# About to purchase and then checked the roof.



## day18 (Dec 1, 2005)

After spending 1.5 hours inspecting a travel trailer that my family and I loved finally got up on the roof. (note to self check this first next time). Found 4 spots that were soft. The rest of the roof was solid but 4 spots had what appeared to be an air bubble about the size from a foot to 3 feet in different spots. Pushed on the bubbles and underneath I could feel some softness. I am guessing the roof is bad. It was a 2009 Rockwood Ultra that I loved. Very disappointed. Did I do the right thing by not buying it. I told the guy if he could get a legit inspection of it and that it was ok I would still by it but can't help feeling good that I didn't buy it. Anyone have any experience with soft spots and air bubbles.


----------



## gman1772 (Jul 15, 2012)

day18 said:


> After spending 1.5 hours inspecting a travel trailer that my family and I loved finally got up on the roof. (note to self check this first next time). Found 4 spots that were soft. The rest of the roof was solid but 4 spots had what appeared to be an air bubble about the size from a foot to 3 feet in different spots. Pushed on the bubbles and underneath I could feel some softness. I am guessing the roof is bad. It was a 2009 Rockwood Ultra that I loved. Very disappointed. Did I do the right thing by not buying it. I told the guy if he could get a legit inspection of it and that it was ok I would still by it but can't help feeling good that I didn't buy it. Anyone have any experience with soft spots and air bubbles.

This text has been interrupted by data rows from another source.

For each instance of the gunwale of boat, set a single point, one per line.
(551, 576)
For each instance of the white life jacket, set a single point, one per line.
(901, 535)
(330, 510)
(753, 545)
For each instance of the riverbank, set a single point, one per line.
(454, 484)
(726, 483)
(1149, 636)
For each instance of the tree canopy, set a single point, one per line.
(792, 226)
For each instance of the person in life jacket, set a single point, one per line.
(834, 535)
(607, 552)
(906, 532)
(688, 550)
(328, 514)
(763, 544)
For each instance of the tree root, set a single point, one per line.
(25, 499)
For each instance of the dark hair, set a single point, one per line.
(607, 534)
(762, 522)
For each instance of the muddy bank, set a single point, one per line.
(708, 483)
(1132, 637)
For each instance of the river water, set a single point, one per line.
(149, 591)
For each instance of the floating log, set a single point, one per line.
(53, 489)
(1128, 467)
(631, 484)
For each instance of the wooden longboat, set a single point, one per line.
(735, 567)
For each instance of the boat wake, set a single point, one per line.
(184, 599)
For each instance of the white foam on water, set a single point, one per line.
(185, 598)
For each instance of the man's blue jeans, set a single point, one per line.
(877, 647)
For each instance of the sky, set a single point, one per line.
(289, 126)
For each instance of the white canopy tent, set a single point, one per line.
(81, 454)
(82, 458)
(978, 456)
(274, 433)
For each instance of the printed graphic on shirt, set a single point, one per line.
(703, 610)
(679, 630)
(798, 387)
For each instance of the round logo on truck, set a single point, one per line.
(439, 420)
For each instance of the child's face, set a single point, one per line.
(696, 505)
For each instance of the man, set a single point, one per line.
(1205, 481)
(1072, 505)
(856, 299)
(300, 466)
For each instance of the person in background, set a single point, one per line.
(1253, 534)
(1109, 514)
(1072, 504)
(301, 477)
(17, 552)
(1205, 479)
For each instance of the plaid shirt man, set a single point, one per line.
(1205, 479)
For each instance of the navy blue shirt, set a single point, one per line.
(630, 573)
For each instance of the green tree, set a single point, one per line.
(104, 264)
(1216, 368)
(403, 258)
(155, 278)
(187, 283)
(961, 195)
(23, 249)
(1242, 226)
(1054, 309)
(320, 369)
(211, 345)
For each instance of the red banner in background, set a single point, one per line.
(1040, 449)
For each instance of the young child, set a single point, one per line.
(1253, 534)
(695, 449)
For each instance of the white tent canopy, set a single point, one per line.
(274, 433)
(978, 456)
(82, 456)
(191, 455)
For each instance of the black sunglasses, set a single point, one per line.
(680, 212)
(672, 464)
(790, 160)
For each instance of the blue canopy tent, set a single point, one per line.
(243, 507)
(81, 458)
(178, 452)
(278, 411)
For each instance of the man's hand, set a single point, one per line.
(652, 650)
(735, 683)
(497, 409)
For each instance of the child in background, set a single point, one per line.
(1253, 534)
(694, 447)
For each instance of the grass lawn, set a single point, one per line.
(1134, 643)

You did the exact right thing. RUN away from any trailer with obvious defects unless it's a ridiculous deal. You probably discovered the reason the owner was trying to get rid of it in the 1st place.

I've looked at piles of used travel trailers. I've determined there are 4 reasons folks sell them. #1 They are broken and require expensive repairs. #2 They are buying a bigger one. #3 They are buying a smaller one. #4 The trailer was an impulse buy, it never gets used and they are tired of paying for covered storage.

The #4 guy is the one you want to find. I found a lot of them. Unfortunately none of them had a floor plan that suited me.


----------



## Thepartsguy50 (Jun 2, 2009)

check them throughly i got took. ended up having to rebuild 80 percent of the roof, replaced MANY of the floor boards everything in bathroom.. i just ended up gutting it and redoing it the way i wanted. turned out real nice.


----------



## Don Smith (Nov 24, 2007)

It's not all that unusual to see air bubbles under rubber roofs. Usually that's an easy fix with a syringe and some good glue. However, there should be no soft wood under these bubbles. Soft wood means that water got in there and that is no cheap fix. It usually requires removing all the rubber and replacing the plywood underneath. If after removing the rubber you find more damage you're really in trouble. Best advise, when in doubt, run. There will always be another one out there that's a number 4 that you'll like.


----------



## mas360 (Nov 21, 2006)

If you can get it for a greatly discounted price from its NADA book value, you can fix it DIY for under $300 with Liquid Roof.


----------